On marzo 17, 2019 | 0 Comments

17/03/2019. “È su questo lampione che fecero appoggiare a Ciro e al giovanissimo Lino le loro scale. A quest’ultimo consegnarono una corda alla quale egli avrebbe dovuto fare un nodo scorsoio che avrebbe poi infilato al collo del suo compagno. Come vedete, il sadismo dei nazisti aveva ormai perduto ogni freno. I due furono fatti salire e il ragazzo si mise all’opera.

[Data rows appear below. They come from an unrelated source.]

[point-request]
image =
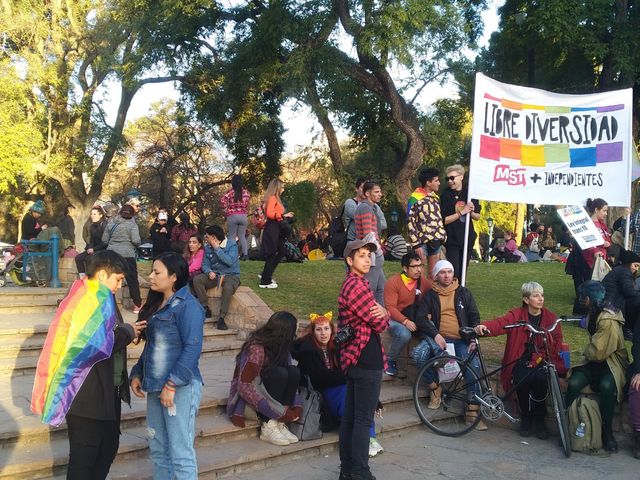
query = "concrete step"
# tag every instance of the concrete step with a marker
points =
(40, 452)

Fece vari infruttuosi tentativi: era terrorizzato e le mani gli tremavano in continuazione. Guardò tuo padre come per chiedere aiuto. Ciro gli disse qualcosa e lo incoraggiò con lo sguardo mentre egli faceva l’ennesimo tentativo. Quando finalmente il cappio fu pronto, fu lo stesso condannato a porgere la testa. Un tedesco sferrò allora con i suoi scarponi un calcio alla scala e lui precipitò nel vuoto. Mentre le gambe si agitavano negli ultimi guizzi dello spasimo, tuo padre guardò per l’ultima volta le vette feltrine e poi, girato lo sguardo, prima di spirare, le cime dell’Alpago”.

Grazie a Enzo Barnabà che in IL PARTIGIANO DI PIAZZA DEI MARTIRI, racconta la vicenda di Salvatore, detto “Ciro”, Cacciatore, che dalla Sicilia ha percorso l’Italia lottando per la libertà, fino a dare la vita per essa.